I, like many kids, was forced to read Canterbury Tales when I was in High School. Most of it flew right over my head and asking the teacher didn’t help much. For example what is a Franklin anyway? Liza Picard’s Chaucer’s People is the book I wish I had way back then.
Picard takes the characters of the Canterbury Tales and uses them as a jumping off point to talk about Medieval English life. She uses the Miller as a means to looking not only how medieval mills worked but how they impacted daily life. The Wife of Bath is used as a winding into the role of pilgrimage. the Reeve to talk about life on the Manor and the law courts since the Reeve in the story was also a kind of justice of the peace.
And what about Franklins?

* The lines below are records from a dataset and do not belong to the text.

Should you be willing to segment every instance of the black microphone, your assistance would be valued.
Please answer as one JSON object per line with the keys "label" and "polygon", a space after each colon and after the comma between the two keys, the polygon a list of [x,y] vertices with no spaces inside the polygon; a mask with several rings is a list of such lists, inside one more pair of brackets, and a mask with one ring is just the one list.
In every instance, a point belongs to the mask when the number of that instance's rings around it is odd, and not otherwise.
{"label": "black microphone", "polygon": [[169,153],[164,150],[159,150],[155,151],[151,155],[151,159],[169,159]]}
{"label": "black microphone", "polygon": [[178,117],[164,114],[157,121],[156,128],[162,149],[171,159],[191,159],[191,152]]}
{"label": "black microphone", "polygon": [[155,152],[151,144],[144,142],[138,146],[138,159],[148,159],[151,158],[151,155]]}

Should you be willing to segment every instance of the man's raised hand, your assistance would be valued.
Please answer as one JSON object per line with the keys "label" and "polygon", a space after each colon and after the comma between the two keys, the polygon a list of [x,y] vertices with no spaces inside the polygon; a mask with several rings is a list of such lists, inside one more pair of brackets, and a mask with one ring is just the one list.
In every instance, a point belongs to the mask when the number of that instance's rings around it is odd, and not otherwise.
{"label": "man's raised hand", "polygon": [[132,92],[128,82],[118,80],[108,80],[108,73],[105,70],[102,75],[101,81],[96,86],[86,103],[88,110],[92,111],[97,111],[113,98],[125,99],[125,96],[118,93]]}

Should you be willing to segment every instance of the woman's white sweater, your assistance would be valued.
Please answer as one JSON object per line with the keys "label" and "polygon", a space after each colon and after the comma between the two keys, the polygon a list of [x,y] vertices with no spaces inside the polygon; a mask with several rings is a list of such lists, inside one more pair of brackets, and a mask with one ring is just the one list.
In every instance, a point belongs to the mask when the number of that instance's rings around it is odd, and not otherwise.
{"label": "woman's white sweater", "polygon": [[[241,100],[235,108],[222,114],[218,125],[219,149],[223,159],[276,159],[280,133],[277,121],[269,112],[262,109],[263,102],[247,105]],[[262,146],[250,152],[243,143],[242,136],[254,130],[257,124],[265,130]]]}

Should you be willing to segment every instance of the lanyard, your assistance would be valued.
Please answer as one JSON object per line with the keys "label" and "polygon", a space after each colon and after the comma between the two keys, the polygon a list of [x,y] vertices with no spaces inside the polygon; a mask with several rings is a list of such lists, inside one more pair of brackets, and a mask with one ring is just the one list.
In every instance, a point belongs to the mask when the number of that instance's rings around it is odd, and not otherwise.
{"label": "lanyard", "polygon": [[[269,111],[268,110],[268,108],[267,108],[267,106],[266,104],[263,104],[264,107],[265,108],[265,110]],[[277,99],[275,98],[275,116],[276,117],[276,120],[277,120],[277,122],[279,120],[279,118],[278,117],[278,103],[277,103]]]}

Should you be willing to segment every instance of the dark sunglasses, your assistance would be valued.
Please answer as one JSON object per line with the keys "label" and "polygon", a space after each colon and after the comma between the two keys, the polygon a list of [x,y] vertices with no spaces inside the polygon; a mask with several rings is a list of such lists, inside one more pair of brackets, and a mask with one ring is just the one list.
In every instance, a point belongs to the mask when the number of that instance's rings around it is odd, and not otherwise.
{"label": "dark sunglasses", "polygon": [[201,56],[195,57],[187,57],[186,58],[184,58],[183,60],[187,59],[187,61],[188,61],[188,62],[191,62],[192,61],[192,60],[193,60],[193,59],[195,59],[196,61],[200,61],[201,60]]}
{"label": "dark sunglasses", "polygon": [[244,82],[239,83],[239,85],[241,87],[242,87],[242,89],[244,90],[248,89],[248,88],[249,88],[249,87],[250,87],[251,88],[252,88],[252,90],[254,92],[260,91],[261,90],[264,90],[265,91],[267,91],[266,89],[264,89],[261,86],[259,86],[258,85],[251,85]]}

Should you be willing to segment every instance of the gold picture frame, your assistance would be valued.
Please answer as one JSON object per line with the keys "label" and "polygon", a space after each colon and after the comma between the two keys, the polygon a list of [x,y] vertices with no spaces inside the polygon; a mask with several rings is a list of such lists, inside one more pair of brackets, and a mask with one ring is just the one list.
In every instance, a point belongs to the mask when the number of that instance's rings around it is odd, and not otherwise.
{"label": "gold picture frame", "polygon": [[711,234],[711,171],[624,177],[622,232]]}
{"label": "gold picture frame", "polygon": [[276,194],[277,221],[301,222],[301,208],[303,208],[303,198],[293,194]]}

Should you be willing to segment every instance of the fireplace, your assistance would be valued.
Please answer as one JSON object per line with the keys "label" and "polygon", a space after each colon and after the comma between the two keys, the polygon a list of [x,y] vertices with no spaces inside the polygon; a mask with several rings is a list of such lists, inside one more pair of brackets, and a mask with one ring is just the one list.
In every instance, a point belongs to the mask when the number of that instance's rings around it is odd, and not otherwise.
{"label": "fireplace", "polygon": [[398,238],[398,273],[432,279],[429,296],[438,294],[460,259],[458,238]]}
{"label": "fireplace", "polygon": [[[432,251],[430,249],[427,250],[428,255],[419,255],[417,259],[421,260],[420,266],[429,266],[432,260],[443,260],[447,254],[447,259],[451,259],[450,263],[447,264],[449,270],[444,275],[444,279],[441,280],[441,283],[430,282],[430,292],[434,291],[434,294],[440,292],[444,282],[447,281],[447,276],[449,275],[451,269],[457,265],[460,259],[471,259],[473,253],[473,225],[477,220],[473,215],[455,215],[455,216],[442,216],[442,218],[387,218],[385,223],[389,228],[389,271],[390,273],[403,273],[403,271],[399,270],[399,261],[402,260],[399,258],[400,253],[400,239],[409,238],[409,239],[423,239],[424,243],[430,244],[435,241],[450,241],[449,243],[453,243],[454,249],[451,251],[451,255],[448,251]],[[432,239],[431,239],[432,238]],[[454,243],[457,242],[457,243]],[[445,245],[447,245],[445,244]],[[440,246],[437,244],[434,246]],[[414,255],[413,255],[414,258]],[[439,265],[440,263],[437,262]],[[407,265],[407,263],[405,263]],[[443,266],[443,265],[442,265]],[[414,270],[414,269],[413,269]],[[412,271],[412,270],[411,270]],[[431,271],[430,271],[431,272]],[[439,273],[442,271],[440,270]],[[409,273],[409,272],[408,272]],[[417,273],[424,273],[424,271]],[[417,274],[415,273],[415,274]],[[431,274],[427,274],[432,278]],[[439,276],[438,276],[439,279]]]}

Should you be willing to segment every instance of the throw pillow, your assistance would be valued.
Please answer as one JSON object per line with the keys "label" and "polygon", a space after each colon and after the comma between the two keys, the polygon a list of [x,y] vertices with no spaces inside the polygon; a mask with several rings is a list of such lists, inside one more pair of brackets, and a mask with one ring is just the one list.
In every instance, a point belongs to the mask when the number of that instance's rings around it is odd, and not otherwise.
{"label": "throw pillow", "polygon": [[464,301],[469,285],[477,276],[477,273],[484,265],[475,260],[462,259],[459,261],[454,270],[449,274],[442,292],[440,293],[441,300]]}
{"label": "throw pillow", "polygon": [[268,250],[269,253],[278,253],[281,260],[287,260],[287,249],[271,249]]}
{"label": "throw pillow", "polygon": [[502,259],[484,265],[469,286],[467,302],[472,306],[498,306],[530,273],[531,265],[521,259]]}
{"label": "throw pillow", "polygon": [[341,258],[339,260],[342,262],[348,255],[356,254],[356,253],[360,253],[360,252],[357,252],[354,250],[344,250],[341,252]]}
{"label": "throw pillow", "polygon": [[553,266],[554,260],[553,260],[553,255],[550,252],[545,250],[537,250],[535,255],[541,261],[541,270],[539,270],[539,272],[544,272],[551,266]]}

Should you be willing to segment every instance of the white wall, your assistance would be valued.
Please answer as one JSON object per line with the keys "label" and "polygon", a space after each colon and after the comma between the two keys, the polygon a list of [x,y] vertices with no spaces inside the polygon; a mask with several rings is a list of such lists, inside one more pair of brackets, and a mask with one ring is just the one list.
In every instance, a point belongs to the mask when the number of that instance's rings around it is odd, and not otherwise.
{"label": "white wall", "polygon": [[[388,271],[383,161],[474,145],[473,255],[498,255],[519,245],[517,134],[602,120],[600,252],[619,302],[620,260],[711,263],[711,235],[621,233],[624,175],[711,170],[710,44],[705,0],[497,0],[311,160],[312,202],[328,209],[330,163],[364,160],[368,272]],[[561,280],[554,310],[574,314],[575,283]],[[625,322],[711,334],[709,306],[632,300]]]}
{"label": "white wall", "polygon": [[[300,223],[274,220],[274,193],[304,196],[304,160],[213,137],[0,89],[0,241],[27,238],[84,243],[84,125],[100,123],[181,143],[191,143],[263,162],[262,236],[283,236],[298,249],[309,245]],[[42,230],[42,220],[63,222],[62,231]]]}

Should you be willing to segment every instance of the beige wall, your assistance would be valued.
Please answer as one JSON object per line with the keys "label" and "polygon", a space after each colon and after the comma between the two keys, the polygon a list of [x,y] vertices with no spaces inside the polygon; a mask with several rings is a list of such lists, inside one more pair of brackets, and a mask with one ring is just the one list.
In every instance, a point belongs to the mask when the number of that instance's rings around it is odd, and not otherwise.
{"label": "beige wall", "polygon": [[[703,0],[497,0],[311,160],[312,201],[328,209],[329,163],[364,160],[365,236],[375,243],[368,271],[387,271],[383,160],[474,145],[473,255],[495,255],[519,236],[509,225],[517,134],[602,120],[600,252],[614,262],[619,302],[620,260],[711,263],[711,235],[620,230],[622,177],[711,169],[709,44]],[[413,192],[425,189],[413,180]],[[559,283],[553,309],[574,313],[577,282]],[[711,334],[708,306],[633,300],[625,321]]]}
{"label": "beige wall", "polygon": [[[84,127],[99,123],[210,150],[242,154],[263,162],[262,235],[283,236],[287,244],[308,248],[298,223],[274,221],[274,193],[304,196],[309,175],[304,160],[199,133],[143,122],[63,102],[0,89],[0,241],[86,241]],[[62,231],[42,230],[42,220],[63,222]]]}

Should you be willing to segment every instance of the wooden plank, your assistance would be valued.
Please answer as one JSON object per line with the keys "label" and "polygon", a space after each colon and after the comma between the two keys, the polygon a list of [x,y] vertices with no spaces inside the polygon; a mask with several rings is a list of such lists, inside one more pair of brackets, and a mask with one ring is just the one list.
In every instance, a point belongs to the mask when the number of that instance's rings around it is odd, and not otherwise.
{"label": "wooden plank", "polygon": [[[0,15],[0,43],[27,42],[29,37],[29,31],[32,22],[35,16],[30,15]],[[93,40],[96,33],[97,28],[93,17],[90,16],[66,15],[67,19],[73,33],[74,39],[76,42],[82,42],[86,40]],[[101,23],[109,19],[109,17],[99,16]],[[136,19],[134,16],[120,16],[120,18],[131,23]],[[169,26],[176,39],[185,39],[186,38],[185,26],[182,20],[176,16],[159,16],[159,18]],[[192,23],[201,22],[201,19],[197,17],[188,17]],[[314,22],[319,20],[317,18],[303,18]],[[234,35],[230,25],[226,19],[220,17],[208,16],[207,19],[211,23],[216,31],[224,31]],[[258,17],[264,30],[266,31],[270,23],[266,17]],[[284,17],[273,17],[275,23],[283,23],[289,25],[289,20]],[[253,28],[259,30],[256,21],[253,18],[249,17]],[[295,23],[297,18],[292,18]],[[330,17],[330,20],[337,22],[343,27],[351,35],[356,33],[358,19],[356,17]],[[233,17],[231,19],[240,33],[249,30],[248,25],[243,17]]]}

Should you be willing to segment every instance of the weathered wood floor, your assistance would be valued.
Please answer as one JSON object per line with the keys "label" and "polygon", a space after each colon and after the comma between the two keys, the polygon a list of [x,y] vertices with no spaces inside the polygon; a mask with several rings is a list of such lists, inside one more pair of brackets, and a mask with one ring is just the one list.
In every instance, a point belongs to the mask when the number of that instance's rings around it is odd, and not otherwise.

Yep he’s in there too. They are a group of individual who owns their land outright without feudal dues. Most people who have land in medieval England don’t technically own it (unless you are the king). They are given it, live on it and get the products of the labor done by the peasants on it but they only have it from the lord above them in exchange to their service (usually in the form of military service or later cash) to that lord. A Franklin exists outside that system in that he just owns his land. This may seem like a good thing given that he doesn’t have to go off and fight in a lord’s harebrained wars but it basically puts him outside the feudal network that everything is done in. Anytime he is in trouble and needs something he is on his own. If a knight needs something he can at least in theory go to the lord that granted him the land and ask for help.
This is a great book for anyone who has to read Canterbury Tales but its also a great book for peaking inside medieval life in a way we don’t often get to do.